# connexion ibook G4 TV



## Izza (3 Janvier 2006)

j'ai connecté mon ibook G4 à la TV via la prise jack/ prises RCA jaune/blanc/rouge mais je n'ai que le son sans l'image. Quelqu'un peut m'aider ?


----------



## kisco (3 Janvier 2006)

il te faut deux câbles et un adaptateur:
un minijack -> cinch rouge et blanc pour le son
un adaptateur miniVGA -> Svideo+composite 
et enfin au choix un cable Svideo ou composite

tu peux faire une recherche dans les forums on en a déjà parlé


----------



## Izza (3 Janvier 2006)

merci pour cette réponse, mais ce qui m'étonne, c'est qu'avec mon vieux ibook lime, cela fonctionne avec uniquement le câble fourni jack/3 prises RCA toujours sur OS X !


----------



## kisco (3 Janvier 2006)

Izza a dit:
			
		

> merci pour cette réponse, mais ce qui m'étonne, c'est qu'avec mon vieux ibook lime, cela fonctionne avec uniquement le câble fourni jack/3 prises RCA toujours sur OS X !

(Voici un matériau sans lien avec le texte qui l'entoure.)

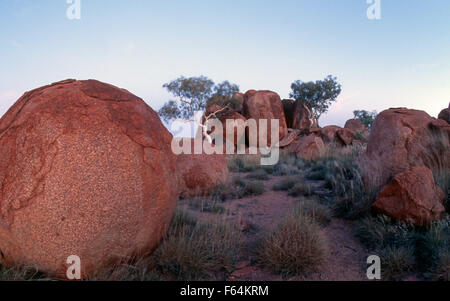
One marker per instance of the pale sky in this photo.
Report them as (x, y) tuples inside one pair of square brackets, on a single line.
[(401, 60)]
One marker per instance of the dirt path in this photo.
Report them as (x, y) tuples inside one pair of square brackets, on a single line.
[(258, 215)]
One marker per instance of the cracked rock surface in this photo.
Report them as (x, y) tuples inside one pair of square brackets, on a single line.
[(86, 169)]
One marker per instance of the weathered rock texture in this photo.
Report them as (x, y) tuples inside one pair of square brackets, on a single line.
[(298, 115), (356, 126), (265, 105), (86, 169), (237, 123), (339, 136), (412, 196), (445, 114), (401, 139), (200, 173), (308, 147)]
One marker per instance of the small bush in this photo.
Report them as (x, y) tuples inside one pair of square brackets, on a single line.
[(301, 189), (182, 218), (283, 169), (259, 174), (296, 247), (198, 252), (21, 273), (210, 205), (246, 163), (380, 232), (397, 262), (442, 178), (319, 213), (254, 188), (433, 250), (286, 183)]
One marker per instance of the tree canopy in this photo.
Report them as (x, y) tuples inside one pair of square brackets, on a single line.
[(318, 95), (192, 95)]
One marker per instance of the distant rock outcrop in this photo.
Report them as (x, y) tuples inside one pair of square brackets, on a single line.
[(338, 135), (308, 147), (356, 126), (298, 115), (265, 105), (200, 173), (86, 169)]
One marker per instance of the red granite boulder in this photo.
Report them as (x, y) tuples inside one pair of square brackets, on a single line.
[(412, 196), (265, 105), (86, 169)]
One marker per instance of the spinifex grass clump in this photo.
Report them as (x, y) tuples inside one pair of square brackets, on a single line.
[(342, 176), (198, 251), (296, 247), (244, 163), (287, 183)]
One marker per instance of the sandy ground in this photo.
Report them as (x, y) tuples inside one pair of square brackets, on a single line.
[(260, 214)]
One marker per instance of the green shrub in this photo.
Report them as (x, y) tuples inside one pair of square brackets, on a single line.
[(241, 163), (198, 252), (301, 189), (397, 262), (318, 212), (380, 232), (433, 250), (286, 183), (442, 178), (296, 247), (210, 205), (254, 188), (259, 174), (283, 169), (21, 273)]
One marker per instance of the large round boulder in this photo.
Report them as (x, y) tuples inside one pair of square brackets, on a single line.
[(298, 115), (86, 169), (233, 125), (265, 105), (401, 139), (412, 196)]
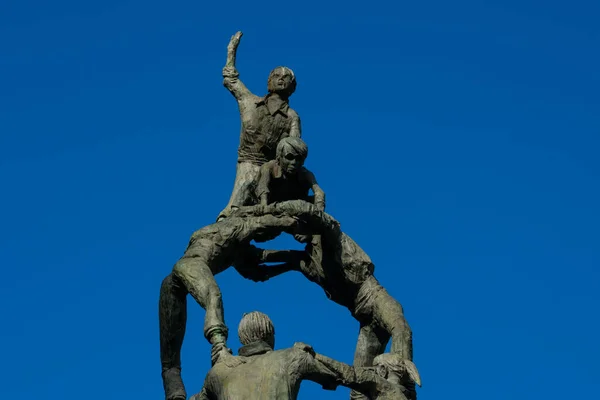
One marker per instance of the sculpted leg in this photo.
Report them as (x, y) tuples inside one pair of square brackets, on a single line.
[(389, 315), (198, 279), (371, 342), (172, 313)]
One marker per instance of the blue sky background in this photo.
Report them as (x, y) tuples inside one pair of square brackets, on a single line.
[(457, 143)]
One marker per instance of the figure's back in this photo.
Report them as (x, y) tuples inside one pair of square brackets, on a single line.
[(274, 375)]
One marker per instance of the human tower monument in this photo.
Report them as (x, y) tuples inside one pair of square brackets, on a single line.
[(274, 193)]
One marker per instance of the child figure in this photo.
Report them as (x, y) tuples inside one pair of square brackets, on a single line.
[(285, 178)]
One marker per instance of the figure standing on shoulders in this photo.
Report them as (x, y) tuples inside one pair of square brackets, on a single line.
[(263, 373), (265, 121), (210, 251)]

oui, mais sur cet ancien iBook tu ne pouvais pas brancher un autre écran d'ordi directement en VGA. Enfin voilà, la technologie change constamment, sur les powerbook 15, tu as directement la prise S-Vidéo, et sur les iPod "vidéo", tu as le même type de prise que sur ton ancien iBook.


----------